I’m sure the old purest out there will cringe at its
use of cryptic symbols in place of traditional words,
but there’s something fresh and fascinating about it.
It’s the kind of contemporary poem I’m sure
e.e. cummings would enjoy.

Michelle Ellison took second place with her poem, “Sour.” One of our judges had this to say: “Sour” has a strong emotional feel to it and I appreciate the sensitivity involved in this brief scene. I like the repetition of “Sour is…” plus the use of alliteration in “feel the fluid.”

Our winner for July’s Hall of Fame Poet is Cory Corrado for her poem, “Sour Luck.” Way to go, Cory! Congratulations to you and my thanks to all who participated in the fun for July.

And now, the word for August: HOT

May winners and June word of the month

Hi everyone,

WRITERS AT WORK, regularly scheduled for today, will appear tomorrow this week so that I can announce this month’s honored poets.

First, the Word of the Month poets chosen by our panel of distinguished judges.

Ken Slesarik for his poem, “Yeti’s Promise.” Ken is from Arizona and last month tied with Mary Nida Smith (Arkansas) for the Hall of Fame voting. Here’s a comment from one of the judges. “Certainly original, with a touch of the absurd! This imaginative poem has an interesting rhyme scheme, with line 7’s chime echoing loud and clear. Repeat vowel sounds also work well: ‘sassafrassin’ and ‘horoscopes in hopes.’ Congratulations, Ken!

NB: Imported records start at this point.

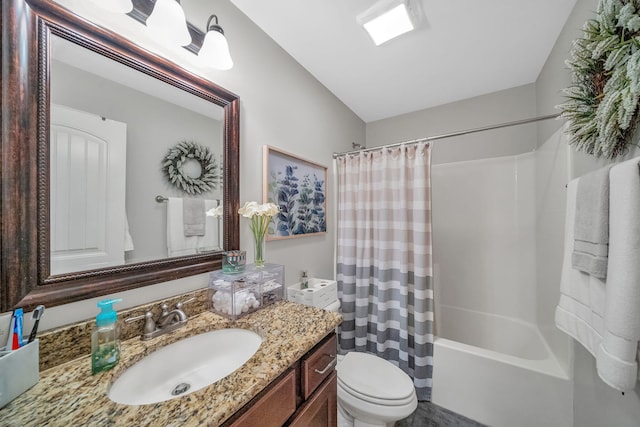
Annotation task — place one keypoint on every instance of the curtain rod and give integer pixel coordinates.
(449, 135)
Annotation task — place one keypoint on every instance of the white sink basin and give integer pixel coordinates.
(185, 366)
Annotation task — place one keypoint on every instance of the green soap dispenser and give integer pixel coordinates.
(105, 339)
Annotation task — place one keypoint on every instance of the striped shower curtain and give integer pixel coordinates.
(384, 268)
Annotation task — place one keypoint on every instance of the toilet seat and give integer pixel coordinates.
(374, 380)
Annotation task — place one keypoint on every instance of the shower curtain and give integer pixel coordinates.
(384, 265)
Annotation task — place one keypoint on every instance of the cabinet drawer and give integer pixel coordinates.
(274, 408)
(318, 365)
(321, 410)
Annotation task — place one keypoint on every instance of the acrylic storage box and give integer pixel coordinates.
(234, 295)
(319, 293)
(19, 371)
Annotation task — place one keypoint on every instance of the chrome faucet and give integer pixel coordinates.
(167, 322)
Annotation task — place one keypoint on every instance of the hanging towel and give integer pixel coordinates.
(605, 316)
(193, 217)
(128, 240)
(582, 297)
(591, 239)
(616, 359)
(180, 245)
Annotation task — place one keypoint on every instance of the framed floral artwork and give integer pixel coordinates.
(299, 188)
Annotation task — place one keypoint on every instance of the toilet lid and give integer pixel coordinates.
(373, 377)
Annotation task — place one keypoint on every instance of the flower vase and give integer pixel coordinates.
(258, 254)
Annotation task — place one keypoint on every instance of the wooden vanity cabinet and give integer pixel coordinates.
(304, 396)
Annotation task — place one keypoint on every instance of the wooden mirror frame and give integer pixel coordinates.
(24, 205)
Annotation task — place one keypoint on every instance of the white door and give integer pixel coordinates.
(88, 159)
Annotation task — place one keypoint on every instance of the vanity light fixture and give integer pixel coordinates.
(215, 49)
(388, 19)
(118, 6)
(167, 23)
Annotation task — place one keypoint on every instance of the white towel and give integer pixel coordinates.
(180, 245)
(591, 238)
(605, 316)
(193, 213)
(616, 360)
(128, 240)
(582, 297)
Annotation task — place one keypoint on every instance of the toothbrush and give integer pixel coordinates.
(36, 315)
(10, 334)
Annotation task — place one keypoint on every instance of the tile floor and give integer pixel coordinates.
(430, 415)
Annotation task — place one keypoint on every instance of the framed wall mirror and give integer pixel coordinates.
(88, 118)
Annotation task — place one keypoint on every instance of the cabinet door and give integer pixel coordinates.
(318, 366)
(322, 409)
(274, 408)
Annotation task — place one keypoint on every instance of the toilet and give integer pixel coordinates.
(371, 391)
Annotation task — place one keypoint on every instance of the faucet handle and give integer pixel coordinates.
(181, 303)
(149, 325)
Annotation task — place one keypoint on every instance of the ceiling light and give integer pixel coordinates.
(388, 19)
(118, 6)
(167, 23)
(215, 49)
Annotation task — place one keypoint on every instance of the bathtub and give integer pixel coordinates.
(498, 370)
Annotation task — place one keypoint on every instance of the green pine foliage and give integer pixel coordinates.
(601, 105)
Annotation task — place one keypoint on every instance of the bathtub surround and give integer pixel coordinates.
(384, 284)
(491, 362)
(604, 315)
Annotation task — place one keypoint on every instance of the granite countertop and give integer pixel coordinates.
(69, 395)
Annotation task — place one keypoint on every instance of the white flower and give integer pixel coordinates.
(216, 212)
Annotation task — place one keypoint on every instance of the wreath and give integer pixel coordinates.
(602, 100)
(179, 155)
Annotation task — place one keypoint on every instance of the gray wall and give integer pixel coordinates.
(281, 105)
(495, 108)
(595, 404)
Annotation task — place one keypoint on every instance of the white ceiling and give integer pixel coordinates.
(466, 48)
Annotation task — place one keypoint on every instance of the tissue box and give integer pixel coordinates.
(320, 292)
(234, 295)
(19, 371)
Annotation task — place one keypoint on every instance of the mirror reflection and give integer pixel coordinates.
(136, 165)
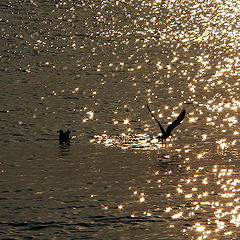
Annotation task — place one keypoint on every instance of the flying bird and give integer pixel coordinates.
(175, 123)
(64, 136)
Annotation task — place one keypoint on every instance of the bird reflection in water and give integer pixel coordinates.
(64, 141)
(174, 124)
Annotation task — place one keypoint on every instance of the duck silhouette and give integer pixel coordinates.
(64, 136)
(166, 133)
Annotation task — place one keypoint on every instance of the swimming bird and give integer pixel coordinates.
(175, 123)
(64, 136)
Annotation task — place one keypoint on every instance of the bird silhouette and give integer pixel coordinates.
(64, 136)
(175, 123)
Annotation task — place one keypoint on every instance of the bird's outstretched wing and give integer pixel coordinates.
(176, 122)
(159, 124)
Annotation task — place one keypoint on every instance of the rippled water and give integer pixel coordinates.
(92, 66)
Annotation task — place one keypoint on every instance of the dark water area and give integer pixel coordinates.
(92, 67)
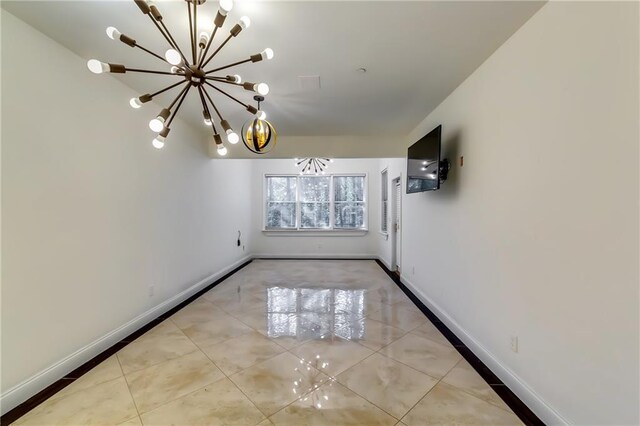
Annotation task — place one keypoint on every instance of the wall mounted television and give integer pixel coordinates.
(425, 170)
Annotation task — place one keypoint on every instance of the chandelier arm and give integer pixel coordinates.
(186, 92)
(218, 49)
(229, 66)
(167, 88)
(212, 104)
(151, 53)
(168, 37)
(173, 43)
(206, 49)
(226, 94)
(148, 71)
(223, 80)
(204, 104)
(206, 107)
(182, 92)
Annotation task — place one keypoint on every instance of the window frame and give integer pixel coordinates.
(332, 229)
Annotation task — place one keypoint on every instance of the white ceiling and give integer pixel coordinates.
(415, 54)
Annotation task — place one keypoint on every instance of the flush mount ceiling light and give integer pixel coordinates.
(313, 166)
(190, 71)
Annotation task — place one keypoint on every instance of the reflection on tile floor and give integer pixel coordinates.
(270, 346)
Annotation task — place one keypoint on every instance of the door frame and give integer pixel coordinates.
(396, 231)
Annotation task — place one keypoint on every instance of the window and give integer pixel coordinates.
(384, 207)
(315, 202)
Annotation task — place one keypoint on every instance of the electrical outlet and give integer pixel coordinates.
(514, 344)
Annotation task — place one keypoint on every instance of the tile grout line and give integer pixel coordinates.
(223, 373)
(135, 405)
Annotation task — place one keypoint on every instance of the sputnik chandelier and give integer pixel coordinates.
(192, 72)
(315, 166)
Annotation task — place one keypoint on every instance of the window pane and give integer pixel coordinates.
(281, 215)
(281, 188)
(349, 215)
(349, 188)
(314, 189)
(315, 215)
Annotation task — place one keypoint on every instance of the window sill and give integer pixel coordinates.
(315, 232)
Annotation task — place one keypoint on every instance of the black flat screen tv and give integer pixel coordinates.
(423, 163)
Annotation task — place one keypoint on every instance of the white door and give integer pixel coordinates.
(396, 224)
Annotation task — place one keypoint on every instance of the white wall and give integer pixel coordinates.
(91, 213)
(537, 235)
(317, 244)
(324, 146)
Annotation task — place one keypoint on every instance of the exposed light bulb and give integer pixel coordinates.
(261, 88)
(173, 57)
(245, 22)
(97, 67)
(225, 7)
(113, 33)
(204, 39)
(232, 137)
(156, 124)
(158, 142)
(135, 103)
(267, 53)
(205, 23)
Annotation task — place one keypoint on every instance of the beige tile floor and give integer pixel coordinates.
(285, 342)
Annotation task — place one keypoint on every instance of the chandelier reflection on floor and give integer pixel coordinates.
(315, 313)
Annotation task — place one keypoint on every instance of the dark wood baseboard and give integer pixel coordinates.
(31, 403)
(519, 408)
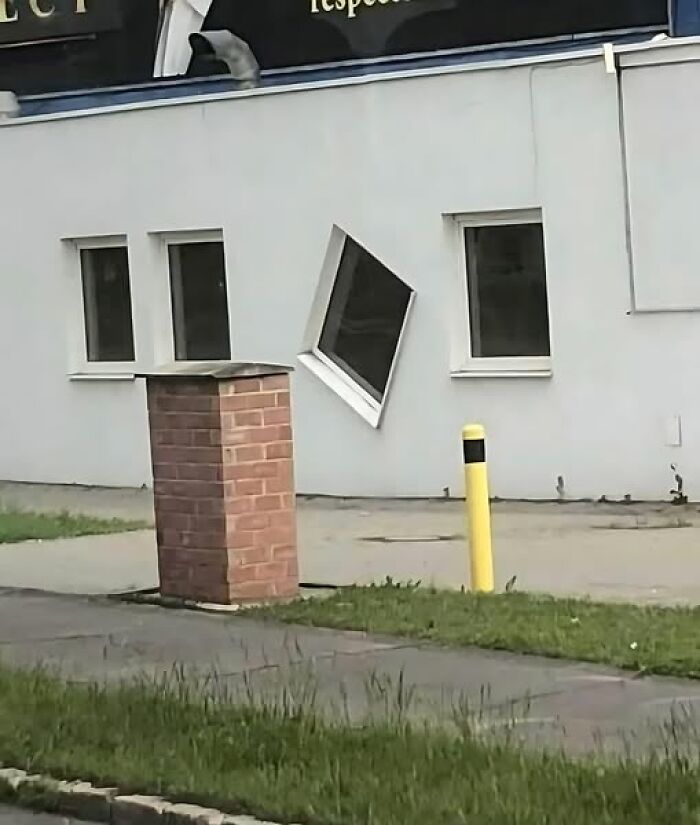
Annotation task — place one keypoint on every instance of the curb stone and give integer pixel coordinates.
(85, 801)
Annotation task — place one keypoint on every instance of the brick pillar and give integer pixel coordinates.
(224, 485)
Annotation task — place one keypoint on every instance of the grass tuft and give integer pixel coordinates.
(21, 525)
(284, 763)
(648, 639)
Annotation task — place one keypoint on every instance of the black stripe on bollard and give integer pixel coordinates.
(474, 451)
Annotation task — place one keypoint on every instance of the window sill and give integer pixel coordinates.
(342, 387)
(543, 373)
(101, 376)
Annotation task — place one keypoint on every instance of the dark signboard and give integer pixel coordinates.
(48, 45)
(23, 21)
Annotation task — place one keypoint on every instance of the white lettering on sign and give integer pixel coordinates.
(350, 7)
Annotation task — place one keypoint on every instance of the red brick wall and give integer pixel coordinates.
(224, 487)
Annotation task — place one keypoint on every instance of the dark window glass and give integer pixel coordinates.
(364, 320)
(109, 332)
(507, 291)
(200, 302)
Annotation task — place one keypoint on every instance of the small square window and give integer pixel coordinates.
(506, 287)
(199, 301)
(359, 317)
(109, 335)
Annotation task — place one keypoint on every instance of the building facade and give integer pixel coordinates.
(506, 238)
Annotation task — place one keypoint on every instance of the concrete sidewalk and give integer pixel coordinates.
(645, 553)
(578, 706)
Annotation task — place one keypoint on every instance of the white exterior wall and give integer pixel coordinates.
(386, 161)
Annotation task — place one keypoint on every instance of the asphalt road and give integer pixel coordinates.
(13, 816)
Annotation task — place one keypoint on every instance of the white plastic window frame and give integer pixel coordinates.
(164, 320)
(464, 364)
(324, 368)
(80, 368)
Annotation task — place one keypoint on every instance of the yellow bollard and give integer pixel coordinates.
(478, 508)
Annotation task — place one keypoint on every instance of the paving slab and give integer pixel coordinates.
(580, 707)
(16, 816)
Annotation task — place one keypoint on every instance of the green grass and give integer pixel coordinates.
(21, 525)
(281, 762)
(650, 639)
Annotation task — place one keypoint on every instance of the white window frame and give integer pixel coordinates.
(80, 368)
(164, 320)
(323, 367)
(464, 364)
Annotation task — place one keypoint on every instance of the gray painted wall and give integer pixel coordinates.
(386, 161)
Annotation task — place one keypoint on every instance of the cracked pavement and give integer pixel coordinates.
(544, 702)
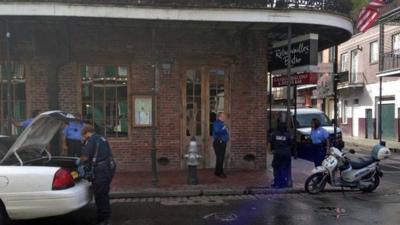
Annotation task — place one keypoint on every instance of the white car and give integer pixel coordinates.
(34, 184)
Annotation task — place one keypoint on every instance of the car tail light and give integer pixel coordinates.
(305, 139)
(62, 180)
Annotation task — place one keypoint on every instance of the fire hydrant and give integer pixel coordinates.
(192, 158)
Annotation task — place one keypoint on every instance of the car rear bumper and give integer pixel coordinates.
(49, 203)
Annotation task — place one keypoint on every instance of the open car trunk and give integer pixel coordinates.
(64, 162)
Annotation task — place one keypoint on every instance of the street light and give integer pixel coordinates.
(8, 75)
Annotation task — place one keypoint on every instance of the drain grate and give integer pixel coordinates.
(223, 217)
(192, 202)
(331, 211)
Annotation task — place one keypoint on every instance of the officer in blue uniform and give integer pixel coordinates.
(221, 138)
(320, 141)
(97, 151)
(281, 146)
(73, 136)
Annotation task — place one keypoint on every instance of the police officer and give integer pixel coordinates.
(281, 144)
(221, 138)
(73, 136)
(320, 141)
(97, 151)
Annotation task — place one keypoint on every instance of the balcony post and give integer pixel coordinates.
(381, 63)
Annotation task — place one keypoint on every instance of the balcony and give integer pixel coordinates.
(335, 6)
(352, 81)
(391, 64)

Runner-up for May’s Word of the Month Poet is Cory Corrado from Montreal for her poem, “Promises.” One judge had this to say about Cory’s poem. “I love these lines especially: ‘Buzzing pollen kisses,’ ‘Cherrilicious red harvest,’ and ‘Nature’s pledge-unspoken, unbroken.’ Way to go, Cory!

Several past winners in both divisions who are ineligible to win again during this cycle nevertheless joined in the fun of Word of the Month and entertained us with their work. Thanks to Gay Fawcett, Julie Krantz, Steven Withrow, and other previous winners who continue to support W.O.M.

Every judge commented on how strong the young poets’ work was in May. As a group they all deserve much credit.

The poet selected to be May Word of the Month Young Poet is Maya Dayal who attends 6th grade in Ohio at Maumee Valley Country Day School and whose teacher is Jana Smith. Maya’s poem is “Broken Home, Broken Field.” Congratulations, Maya. The judges were moved by and loved your poem!

In a close second place is Emma Lavetter-Keiden, a 5th grader at Maumee Valley whose teacher, Nan Valuck, posted her lovely poem, “Balance.” Here’s what one judge had to say about Emma’s poem. “I like the light and dark contrast created in this poem: ‘One shedding light/ The other stealing it.’ The occasional use of a single word per line is effective. Repetition works well in the last three lines. A nice piece of writing — with an air or mystery about it.”

I should mention that a previous winner in both divisions (Word of the Month Young Poet and also Monthly Hall of Fame Young Poet) turned in another strong effort this month. He couldn’t win again during this period but we still appreciated the work of P. Andrew Pipatjarasgit for his poem, “The King’s ‘Grammer.'”

Now we turn to May’s Hall of Fame Poets who were selected by popular vote from readers and fans.

Jackie Huppenthal from Indiana wins in a tight race for her poem, “It’s Sneaky — Be Aware.” Previous winners who were also in the race include Gay Fawcett for her poem, “Foolish Games,” Ken Slesarik for his poem, “Yeti’s Promise,” Steven Withrow for his poem, “Right Whale Bones,” and Janet Gallagher for her poem, “Promises.”

Our winning poet for May is Ishani Gupta, grade 5, for her poem, “Unbroken.” Runnerup is Rory Hopkins, grade 5, for his poem, “Curse You Homework.” Rory’s poem is the only one for two voices that we’ve ever received. Both students are from Maumee Valley Country Day School in Toledo, Ohio.

Congratulations to all of our winners and to everyone who spent the time and effort to participate in the month’s Word of the Month exercise. I’m grateful and I look forward to your contributions next month. And now . . .

The Word of the Month for June is PET.